Clarke’s demand hung in the air like smoke.

You’re not going to let me go, are you?”

Lexa didn’t answer. She didn’t need to. Her silence was more damning than words, the weight of her gaze steady, unwavering.

Something prickled at the edge of Clarke’s senses then. Subtle at first, then sharper, unavoidable. The air grew heavy, rich with a thread of Alpha scent — cedar and smoke, edged with steel. It rolled out from Lexa like a tide, slow, deliberate, pressing against Clarke until her knees wobbled with the urge to bow to it.

Her breath hitched. She fought to square her shoulders, but her body betrayed her, her Omega keening under her skin, preening at the attention, at the unmistakable claim woven into the air. The scent clung to her, seeped into her lungs, into her bones.

It was claiming.

Not a word spoken. Not a hand laid on her. But Clarke felt it as surely as if Lexa had pressed a brand into her skin.

Her pulse thundered. Fury flared hot and sharp. How dare she. Without her consent, without her agreement — Lexa was marking her in front of no one but them, staking silent dominance in a way every warrior in camp would know the moment Clarke stepped outside.

And yet — beneath the fury, something traitorous curled low in Clarke’s belly, warm and soft. Her Omega instincts stretched toward it, satisfied in a way she didn’t want to name, as if some deep, primal part of her had simply accepted what her mind could not: that Lexa’s claim was right. Inevitable. Already written.

Clarke’s nails bit into her palms as she forced herself to glare. “You think you can just… keep me here. Cage me. Claim me.” Her voice trembled with the strain of holding steady against the weight pressing down on her. “You don’t own me.”

For the first time, Lexa’s head tilted, the barest flicker of something like amusement ghosting across her features.

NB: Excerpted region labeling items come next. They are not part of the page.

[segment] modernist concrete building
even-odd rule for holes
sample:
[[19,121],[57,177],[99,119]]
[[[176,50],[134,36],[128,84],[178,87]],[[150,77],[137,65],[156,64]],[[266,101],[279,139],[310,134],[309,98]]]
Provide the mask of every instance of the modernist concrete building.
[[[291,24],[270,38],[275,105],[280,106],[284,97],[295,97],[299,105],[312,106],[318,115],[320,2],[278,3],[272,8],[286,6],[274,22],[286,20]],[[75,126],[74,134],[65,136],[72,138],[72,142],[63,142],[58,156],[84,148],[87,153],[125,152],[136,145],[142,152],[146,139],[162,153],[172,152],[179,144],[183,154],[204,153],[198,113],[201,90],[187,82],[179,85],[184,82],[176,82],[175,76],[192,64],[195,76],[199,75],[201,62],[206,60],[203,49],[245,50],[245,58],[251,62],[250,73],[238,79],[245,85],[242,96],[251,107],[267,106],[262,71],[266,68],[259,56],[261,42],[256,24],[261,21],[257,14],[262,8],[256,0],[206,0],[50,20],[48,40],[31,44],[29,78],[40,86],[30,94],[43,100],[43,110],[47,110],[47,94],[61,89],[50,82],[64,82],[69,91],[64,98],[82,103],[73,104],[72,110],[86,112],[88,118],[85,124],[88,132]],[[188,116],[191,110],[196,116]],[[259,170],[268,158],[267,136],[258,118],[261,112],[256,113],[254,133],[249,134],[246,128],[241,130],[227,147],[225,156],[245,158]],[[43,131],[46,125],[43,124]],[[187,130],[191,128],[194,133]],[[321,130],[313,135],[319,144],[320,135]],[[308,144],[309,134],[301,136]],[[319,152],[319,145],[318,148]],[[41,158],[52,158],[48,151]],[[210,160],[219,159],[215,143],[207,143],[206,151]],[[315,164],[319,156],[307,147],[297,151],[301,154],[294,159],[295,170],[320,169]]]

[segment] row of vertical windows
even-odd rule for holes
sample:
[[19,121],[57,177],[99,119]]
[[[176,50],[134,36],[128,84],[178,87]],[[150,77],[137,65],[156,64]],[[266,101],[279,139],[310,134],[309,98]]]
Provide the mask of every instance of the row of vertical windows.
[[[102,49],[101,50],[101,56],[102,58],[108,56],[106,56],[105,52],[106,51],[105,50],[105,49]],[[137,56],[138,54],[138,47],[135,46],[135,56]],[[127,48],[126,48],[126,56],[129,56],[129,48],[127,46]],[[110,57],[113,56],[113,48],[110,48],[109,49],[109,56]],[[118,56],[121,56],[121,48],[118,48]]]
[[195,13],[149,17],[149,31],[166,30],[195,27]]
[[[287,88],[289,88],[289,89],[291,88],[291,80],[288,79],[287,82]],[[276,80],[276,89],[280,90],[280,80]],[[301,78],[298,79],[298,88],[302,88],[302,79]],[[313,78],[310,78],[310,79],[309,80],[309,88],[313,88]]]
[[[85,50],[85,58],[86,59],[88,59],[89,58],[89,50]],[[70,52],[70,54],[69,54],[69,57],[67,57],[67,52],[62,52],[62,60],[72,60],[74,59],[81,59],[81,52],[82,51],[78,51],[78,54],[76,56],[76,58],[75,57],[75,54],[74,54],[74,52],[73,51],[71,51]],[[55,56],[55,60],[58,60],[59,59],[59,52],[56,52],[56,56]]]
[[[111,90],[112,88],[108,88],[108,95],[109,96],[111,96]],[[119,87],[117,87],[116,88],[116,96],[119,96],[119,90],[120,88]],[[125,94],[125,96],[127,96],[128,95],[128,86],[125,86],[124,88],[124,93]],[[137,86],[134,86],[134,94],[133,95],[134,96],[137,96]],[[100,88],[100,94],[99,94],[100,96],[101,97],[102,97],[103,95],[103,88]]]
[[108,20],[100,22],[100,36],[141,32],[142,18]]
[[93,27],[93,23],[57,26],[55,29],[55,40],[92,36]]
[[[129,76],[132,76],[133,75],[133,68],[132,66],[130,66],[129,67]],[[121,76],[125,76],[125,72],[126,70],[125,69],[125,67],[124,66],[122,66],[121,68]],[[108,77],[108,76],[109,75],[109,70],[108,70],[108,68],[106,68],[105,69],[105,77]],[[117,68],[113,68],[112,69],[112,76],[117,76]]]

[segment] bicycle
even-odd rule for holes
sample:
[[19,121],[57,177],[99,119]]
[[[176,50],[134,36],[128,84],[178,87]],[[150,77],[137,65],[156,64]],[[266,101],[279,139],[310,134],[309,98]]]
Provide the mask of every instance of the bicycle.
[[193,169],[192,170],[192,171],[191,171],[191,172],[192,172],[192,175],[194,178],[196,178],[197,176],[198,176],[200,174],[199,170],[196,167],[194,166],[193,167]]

She didn’t step closer — she didn’t have to. Her scent still wrapped the room, thick, undeniable.

“You are Skaikru,” Lexa said quietly, her voice smooth as a blade’s edge. “You are in my camp. That is enough.”

Enough.

The word slashed through Clarke, final and inescapable. Her chest ached with fury, with betrayal by her own instincts that purred even as her mind screamed.

Lexa straightened then, the cool mask sliding firmly back into place. She flicked two fingers toward the guards outside the tent.

The flap rustled, and two warriors entered. Their eyes flicked to Clarke, then away again, but Clarke saw the way their nostrils flared, the way recognition sparked. They smelled it. Lexa’s scent clinging to her skin, threaded through her hair, woven into every breath.

Claimed.

Clarke’s jaw locked. She seethed, her body hot with humiliation, with rage — and with the Omega satisfaction that made her want to claw her own skin off.

“Take her,” Lexa said simply, not looking at Clarke anymore as she returned her attention to the war table. As if Clarke was already dismissed, already decided.

The guards moved to either side of her, and Clarke let them lead her out, her head held high despite the flush burning her cheeks. Every Grounder eye followed her, nostrils flaring, mouths tightening in recognition. Lexa had marked her — without a touch, without a word — and the entire camp would know it.

Clarke swallowed the bile in her throat, fury curling hot and sharp in her chest.

She did this without my consent.

And yet, deep inside, her Omega crooned with pride, preening at the weight of it: that she was already Lexa’s, whether she admitted it or not.